JERUSALEM (AP) — Tens of thousands of Muslims demonstrated Friday across the Middle East in support of the Palestinians and against the intensifying Israeli bombardment of Gaza, underscoring the risk of a wider regional conflict as Israel prepares for a possible ground invasion.

From the typically sedate streets of downtown Amman in Jordan, to Yemen’s war-scarred capital of Sanaa, crowds of Muslim worshippers poured into the streets after weekly Friday prayers, angered by devastating Israeli airstrikes on Gaza that began after the militant group Hamas launched an unprecedented surprise attack on Israel last Saturday.

At the Al-Aqsa Mosque in Jerusalem’s Old City, Israeli police were permitting only certain older men, women and children to enter the sprawling hilltop compound for prayers, trying to limit the potential for violence. Only 5,000 worshippers made it into the site, the Islamic endowment that manages the mosque said. On a typical Friday, some 50,000 perform the prayers.

An Associated Press reporter watched police allow just a Palestinian teenage girl and her mother into the compound out of 20 worshippers who tried to get in, some of them even over the age of 50. Young Palestinian men who were refused entry gathered at the steps near Lion’s Gate, eyes downcast, until police shouted at them and shepherded them outside the Old City ramparts altogether.

“We can’t live, we can’t breathe, they are killing everything that is good within us,” said Ahmad Barbour, a 57-year-old cleaner, red-faced and seething after police blocked him from entering for prayers.

“Everything that is forbidden to us is allowed to them,” he added, referring to the Israelis.

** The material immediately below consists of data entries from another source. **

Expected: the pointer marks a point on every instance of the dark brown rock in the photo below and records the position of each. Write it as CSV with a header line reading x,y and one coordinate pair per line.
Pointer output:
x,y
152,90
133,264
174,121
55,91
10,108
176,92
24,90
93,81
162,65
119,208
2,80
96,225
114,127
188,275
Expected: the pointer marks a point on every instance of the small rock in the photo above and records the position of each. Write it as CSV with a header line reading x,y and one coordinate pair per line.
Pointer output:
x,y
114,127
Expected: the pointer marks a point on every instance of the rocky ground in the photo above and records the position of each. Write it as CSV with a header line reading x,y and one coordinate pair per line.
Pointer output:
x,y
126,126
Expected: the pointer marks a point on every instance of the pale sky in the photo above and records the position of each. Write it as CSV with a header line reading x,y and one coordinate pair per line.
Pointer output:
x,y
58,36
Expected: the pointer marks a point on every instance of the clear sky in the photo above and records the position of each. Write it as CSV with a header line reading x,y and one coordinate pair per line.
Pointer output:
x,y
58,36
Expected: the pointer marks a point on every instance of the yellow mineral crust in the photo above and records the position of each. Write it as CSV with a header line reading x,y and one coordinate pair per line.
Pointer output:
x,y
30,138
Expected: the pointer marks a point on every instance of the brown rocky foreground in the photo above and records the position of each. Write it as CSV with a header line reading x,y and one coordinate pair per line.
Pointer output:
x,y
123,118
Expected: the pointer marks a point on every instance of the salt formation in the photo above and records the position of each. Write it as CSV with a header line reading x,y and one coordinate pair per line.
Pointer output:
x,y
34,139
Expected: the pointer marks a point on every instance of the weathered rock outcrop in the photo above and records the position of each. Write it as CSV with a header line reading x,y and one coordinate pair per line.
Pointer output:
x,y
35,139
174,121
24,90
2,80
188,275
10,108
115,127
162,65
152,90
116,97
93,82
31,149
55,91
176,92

The mosque sits in a hilltop compound sacred to both Jews and Muslims, and conflicting claims over it have spilled into violence before. Al-Aqsa Mosque is the third-holiest site in Islam and stands in a spot known to Jews as the Temple Mount, which is the holiest site in Judaism.

Hundreds of young Palestinian worshippers who had been turned away from the Old City threw down small prayer rugs on the street in the east Jerusalem neighborhood of Wadi Joz and prayed in the open. When some of the men started shouting, Israeli police charged into the crowd with batons and fired rounds of tear gas at the worshippers, wounding at least six people, said the Palestinian Red Crescent.

Jerusalem prayers passed peacefully until a few Palestinian teenagers set off firecrackers from the roofs of buildings in the heart of the Old City, prompting dozens of Israeli officers to flood the alleys with their automatic rifles pointed in the air. A few gunshots rang out. No one was hit.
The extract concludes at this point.